The calls come as pubs across the state reopen to a maximum capacity of 80 people, however, gaming rooms remain shut.
Under current plans, pubs and clubs will be allowed to welcome punters back into their pokie rooms as part of the third stage of reopening, but the date for this has not yet been set, according to Cruise 1323.
The Adelaide Advertiser reports that the venue lockdowns have been costing the state’s pubs and clubs around $1 million per day.
Prior to South Australia’s lockdown, around $54 million was played through the state’s pokies.
Not everybody is as keen to see the return of the pokies, with gambling reform advocates arguing that now is the time to break Australians’ relationship with the machines.
The shutdown has seen the ACT’s chief minister Andrew Barr offering community clubs in Canberra $15,000 to hand back their poker machine licenses.
The Alliance for Gambling Reform is pushing for other state and territory governments across the country to introduce similar measures.
New South Wales became the first state to allow some gaming venues to reopen.
Over 12,000 gaming machines operate in South Australia.
— 10 News First Adelaide (@10NewsFirstAdl) June 1, 2020
A source in the gaming industry says that facilities will likely have to limit capacity to one person every four square metres of floor space.

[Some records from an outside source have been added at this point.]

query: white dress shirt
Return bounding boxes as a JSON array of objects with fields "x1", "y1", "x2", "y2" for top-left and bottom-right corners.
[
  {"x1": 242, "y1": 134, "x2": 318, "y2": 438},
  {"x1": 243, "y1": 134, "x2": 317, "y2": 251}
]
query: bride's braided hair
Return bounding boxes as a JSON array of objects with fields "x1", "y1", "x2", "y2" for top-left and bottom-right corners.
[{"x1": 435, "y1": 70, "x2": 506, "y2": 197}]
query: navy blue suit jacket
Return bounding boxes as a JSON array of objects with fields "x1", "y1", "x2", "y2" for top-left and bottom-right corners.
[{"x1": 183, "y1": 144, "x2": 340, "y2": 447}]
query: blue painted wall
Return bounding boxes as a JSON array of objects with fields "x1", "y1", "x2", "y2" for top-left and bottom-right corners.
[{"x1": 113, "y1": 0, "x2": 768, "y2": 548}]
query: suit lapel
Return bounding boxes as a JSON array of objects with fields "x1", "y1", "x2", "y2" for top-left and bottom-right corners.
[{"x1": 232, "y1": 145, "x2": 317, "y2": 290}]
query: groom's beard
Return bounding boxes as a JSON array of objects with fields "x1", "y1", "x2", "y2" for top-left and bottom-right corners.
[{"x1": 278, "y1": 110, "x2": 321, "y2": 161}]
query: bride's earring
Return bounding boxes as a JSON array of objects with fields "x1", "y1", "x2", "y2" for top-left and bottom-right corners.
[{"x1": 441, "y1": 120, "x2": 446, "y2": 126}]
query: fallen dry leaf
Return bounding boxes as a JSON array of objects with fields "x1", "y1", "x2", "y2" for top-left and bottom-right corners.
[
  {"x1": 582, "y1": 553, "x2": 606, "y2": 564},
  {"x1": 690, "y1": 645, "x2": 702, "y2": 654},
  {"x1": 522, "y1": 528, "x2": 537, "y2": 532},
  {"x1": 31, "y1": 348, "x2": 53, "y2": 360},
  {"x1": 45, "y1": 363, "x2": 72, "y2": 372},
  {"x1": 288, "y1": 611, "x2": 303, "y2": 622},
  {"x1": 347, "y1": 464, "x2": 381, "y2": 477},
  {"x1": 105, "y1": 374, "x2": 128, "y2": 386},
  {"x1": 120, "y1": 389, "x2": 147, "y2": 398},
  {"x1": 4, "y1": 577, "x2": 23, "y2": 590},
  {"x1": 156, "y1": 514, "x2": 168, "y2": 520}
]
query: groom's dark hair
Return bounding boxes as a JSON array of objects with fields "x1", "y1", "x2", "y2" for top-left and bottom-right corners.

People will be required to maintain a 1.5 metre distance between each other.
In addition, patrons will likely be required to submit to a temperature reading before entering.
Every second gaming machine will be likely turned off and their stools removed.
Table games will be restricted to three or four people per table with a seat separating each person.
Companies like Crown Resorts face some major decisions in the coming weeks.
The company stood down 95 per cent of its employees after the shutdowns, while the Star did the same with 90 per cent of its staff.
Not only do they want to bring back as many employees as possible, they want to stave off further financial losses.
The sooner they are able to resume some type of operations, the sooner their executives can figure out their next steps and a better picture of the future.
Many gambling enthusiasts and poker players moved their action to online casinos and poker rooms during shutdown.
With no live options available, they tested out many of the online casinos that still offer poker games and casino games to Aussies.
Some online casinos reported deposits up 60 per cent in the past month, though initial numbers in March indicate as much as a 67 per cent increase.
None of the companies benefiting from online gambling are located in Australia due to strict laws that prohibit any online poker or casino activities.
Since prohibition doesn’t work – especially in a time of home-based quarantines – online gambling is thriving.
Google Trends reported searches for online poker and online casinos in Australia have quadrupled since mid-March.
States and territories in Australia all have a different timeline for reopening their pubs, clubs, casinos and pokies venues.